# IJustS burnt coils



## WillemMuller (9/10/16)

Hi all. I need help, I've spend more than R600 lately only on coils for my IJustS. Coils keep on burning( yes it was properly prepared and saturated). My next step is a tank with re-buildable coils. What would you suggest that fits on the IJustS battery? Something not too heavy on juice but enough hit. Thanx

Sent from my E6653 using Tapatalk


----------



## Warlock (9/10/16)

Hi @WillemMuller I’m not familiar with the iJust S but had the same problem with my iJust 2, getting way to many dry hits.

Now I use a KangerTech Toptank Mini (it comes with a rebuild able tank atomizer) or a Melo mini on the battery. They are both 22mm diameter and fit just right.


----------



## Slick (9/10/16)

Warlock said:


> Hi @WillemMuller I’m not familiar with the iJust S but had the same problem with my iJust 2, getting way to many dry hits.
> 
> Now I use a KangerTech Toptank Mini (it comes with a rebuild able tank atomizer) or a Melo mini on the battery. They are both 22mm diameter and fit just right.
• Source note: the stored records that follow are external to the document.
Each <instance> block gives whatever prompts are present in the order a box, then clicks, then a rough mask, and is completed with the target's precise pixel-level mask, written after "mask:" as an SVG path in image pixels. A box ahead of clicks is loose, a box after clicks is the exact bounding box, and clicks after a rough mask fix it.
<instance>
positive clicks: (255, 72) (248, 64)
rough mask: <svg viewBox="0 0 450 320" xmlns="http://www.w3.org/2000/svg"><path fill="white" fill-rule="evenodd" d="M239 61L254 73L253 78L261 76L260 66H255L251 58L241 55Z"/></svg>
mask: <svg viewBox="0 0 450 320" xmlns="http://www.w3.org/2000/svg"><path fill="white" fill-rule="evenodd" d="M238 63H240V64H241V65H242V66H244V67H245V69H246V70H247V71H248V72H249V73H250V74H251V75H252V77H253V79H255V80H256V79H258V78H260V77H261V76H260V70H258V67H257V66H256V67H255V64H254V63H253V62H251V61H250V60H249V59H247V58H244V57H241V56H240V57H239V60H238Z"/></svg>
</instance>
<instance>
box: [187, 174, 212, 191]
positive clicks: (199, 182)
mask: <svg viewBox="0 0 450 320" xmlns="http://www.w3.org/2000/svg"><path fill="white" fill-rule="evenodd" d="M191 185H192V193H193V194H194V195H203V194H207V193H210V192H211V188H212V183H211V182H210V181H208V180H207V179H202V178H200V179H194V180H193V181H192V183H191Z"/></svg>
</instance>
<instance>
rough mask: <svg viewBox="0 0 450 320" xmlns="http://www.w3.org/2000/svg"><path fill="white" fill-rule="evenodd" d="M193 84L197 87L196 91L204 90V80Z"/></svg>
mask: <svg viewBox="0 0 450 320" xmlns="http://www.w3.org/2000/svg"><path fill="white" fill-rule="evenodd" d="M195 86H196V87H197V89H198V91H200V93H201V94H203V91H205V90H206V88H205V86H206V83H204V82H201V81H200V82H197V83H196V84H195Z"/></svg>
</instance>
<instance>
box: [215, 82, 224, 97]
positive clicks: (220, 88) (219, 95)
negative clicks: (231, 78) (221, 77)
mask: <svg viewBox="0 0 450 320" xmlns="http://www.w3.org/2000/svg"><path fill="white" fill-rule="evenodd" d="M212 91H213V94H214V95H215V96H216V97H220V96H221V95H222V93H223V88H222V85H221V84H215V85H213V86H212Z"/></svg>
Hey guys,the ijust S is broader than the ijust 2,so a 22mm tank like the melo3 won't look very fancy on it ,I had a TFV4 on my ijust S battery which looked very cool and also has a RBA

Reactions: Like 1


----------



## Warlock (9/10/16)

Ok didnt know that @Slick  Bad advice.


----------



## Slick (9/10/16)

Warlock said:


> Ok didnt know that @Slick  Bad advice.


No worries mate,i mite be wrong as to how bad it looks,but I don't like it at all with a melo3 mini,check the pic below and hope @Rob Fisher doesn't see it because he will shoot me with this kind of picture quality

Reactions: Like 1 | Funny 2


----------



## Warlock (9/10/16)

Yup it does look a bit kak ... lol not the pic, the small tank on the 24mm mod.

Reactions: Funny 1


----------



## Strontium (9/10/16)

As long as it gets the job done


----------



## Slick (9/10/16)

Warlock said:


> Yup it does look a bit kak ... lol not the pic, the small tank on the 24mm mod.


If a tfv4 mini or baby beast is also 24mm then I think that wil be a winner on the iJust battery,just keep in mind max of 50w only,but depending on your coil build,i think I said enough, hopefully some experts can set u right, good luck and hope it works out for you,my mind is only thinking smok alien and nothing else...

Reactions: Like 1


----------



## WillemMuller (9/10/16)

Thanks for the advice so far. @Slick how was your battery life and consumption on the TFV4?


Sent from my E6653 using Tapatalk


----------



## Slick (10/10/16)

WillemMuller said:


> Thanks for the advice so far. @Slick how was your battery life and consumption on the TFV4?
> 
> 
> Sent from my E6653 using Tapatalk


Sorry for the late reply @WillemMuller ,I used it for 5mins only because 50w on the T3 coil is just not enough power,but it did look good,maybe a 0.5ohm build would work much better and give you a days battery life as I'm getting now with a 0.3 coil


----------



## Darrylth (10/10/16)

I had the same problem with the Ijust s.. replaced the tank with the baby beast, which is 22mm BTW. .4 coils and it works perfectly no more burnt coils.

Sent from my SM-G900F using Tapatalk


----------



## Rude Rudi (23/11/16)

Any fix on the burnt coil issue yet? I now have 2 of these and the coil does seem to pop rather quickly - with heavy drawing. I don't necessarily want to change my vaping style...



Sent from my iPad using Tapatalk


----------